Cannabis légal. «Nous travaillons plus, la peur au ventre en moins» ou la nouvelle vie des producteurs agréés de la Beldia

Au cœur de la culture de la Beldia, dans les montagnes du Rif. (A.Et-Tahiry/Le360)

Le 20/07/2024 à 17h02, mis à jour le 20/07/2024 à 17h23

VidéoDepuis sa légalisation en 2023, la variété de cannabis appelée localement Beldia a le vent en poupe dans le Rif. À Issaguen, au cœur des montagnes, des agriculteurs nouvellement accrédités par l’Agence nationale de réglementation des activités du cannabis (ANRAC) se sont regroupés en coopératives.

Le360 s’est rendu à une coopérative dirigée par Abdellatif Adbid, un natif de la région, qui veut contribuer aux côtés de l’Agence nationale de réglementation des activités du cannabis (ANRAC) au développement socio-économique de la zone montagneuse. Une vingtaine d’agriculteurs, tous porteurs de la carte professionnelle délivrée par l’ANRC, ont intégré la structure agricole dite «Coopérative de production Beldia “Adbib Al Filahia”».

Cette coopérative est actuellement à la recherche d’un foncier pour pouvoir, dans un proche futur, y installer une unité de transformation des dérivés du cannabis. Les agriculteurs «sereins et joyeux» ont accueilli Le360 sous des applaudissements, en «remerciant le Souverain de leur avoir accordé la légalisation de la culture de la Beldia», une plante typiquement marocaine issue de la région de Ketama.

Dans ces montagnes, plusieurs femmes s’activent, dans les champs, à arracher du sol les plantes de sexe mâle. Le cannabis est en effet une espèce dioïque, dont les caractéristiques diffèrent entre pieds mâles et pieds femelles. Le THC aux effets thérapeutiques se concentre essentiellement dans les parties florales de la plante femelle. Ces plantes, dont le pollen a servi à la fertilisation de la plante femelle, sont coupées en cette période de l’année pour servir à d’autres fins.

«Nous sommes tous heureux maintenant de travailler en pleine légalité», ont scandé unanimement ces paysans dont certains ont même embrassé la plante ou accroché à leurs têtes des plants de cannabis. «Après la légalisation, nous travaillons maintenant nos terres la tête haute, sans avoir la peur au ventre comme cela se faisait auparavant», a affirmé El Haj Bejit Mohamed, un octogénaire qui dit que la culture de cette plante se transmet de «père en fils».

Un autre cultivateur, Farid Adbib, évoque la valeur ajoutée qu’a apportée le cannabis légalisé aux foyers de cette région aux terrains accidentés. «Nous sommes tranquilles, nous gagnons notre vie légalement grâce à une plante qui ne pousse que dans cette région accidentée», a-t-il souligné. Ce dernier a saisi l’occasion de notre présence pour tenir une séance de travail avec les membres de la coopérative. La réunion de concertation a eu lieu au domicile du père du président de la coopérative.
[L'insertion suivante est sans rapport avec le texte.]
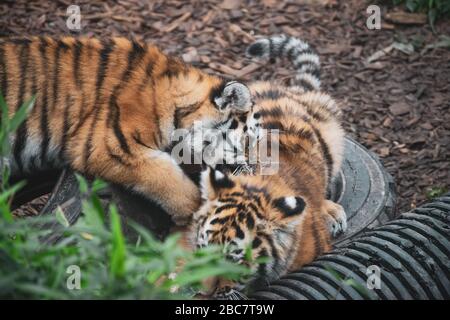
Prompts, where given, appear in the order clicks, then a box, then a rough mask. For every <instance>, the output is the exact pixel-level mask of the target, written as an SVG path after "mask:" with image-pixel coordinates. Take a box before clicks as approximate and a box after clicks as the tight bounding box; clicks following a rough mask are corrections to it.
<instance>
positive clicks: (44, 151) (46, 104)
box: [39, 38, 50, 164]
mask: <svg viewBox="0 0 450 320" xmlns="http://www.w3.org/2000/svg"><path fill="white" fill-rule="evenodd" d="M46 49H47V41H46V39H45V38H40V44H39V52H40V53H41V59H42V67H43V69H44V70H43V71H44V72H43V73H44V84H43V86H42V88H43V90H42V112H41V121H40V127H41V132H42V135H41V137H42V141H41V144H42V145H41V164H42V163H44V161H45V160H46V157H47V151H48V145H49V142H50V128H49V123H48V106H47V103H48V61H47V57H46Z"/></svg>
Abdellatif Adbib était entouré également de sa collaboratrice, la docteure Monika Brümmer, architecte d’origine allemande et experte en matière de cannabis. Monika Brümmer a construit un chalet quasi exclusivement avec des produits issus des dérivés du cannabis de la variété Beldia.

Selon les règlements de l’ANRAC, les récoltes du cannabis doivent être confiées à toute coopérative agréée avant leur «commercialisation sous le sceau de l’accord et du contrôle exclusif de l’agence». L’agence a été créée aux termes de la loi 13.21 relative aux usages licites du cannabis.

Cette agence publique est dotée de la personnalité morale et de l’autonomie financière. Elle assure la mise en œuvre de la stratégie de l’État dans le domaine de la culture, de la production, de la fabrication, de la transformation, de la commercialisation, de l’exportation du cannabis et de l’importation de ses produits à des fins médicales, pharmaceutiques et industrielles.

L’ANRC est chargée d’assurer la tenue de l’état des stocks du cannabis et de fournir à l’Organisme international compétent les évaluations et informations demandées en application des engagements internationaux du Royaume du Maroc, et ce, après concertation avec les différentes autorités gouvernementales compétentes.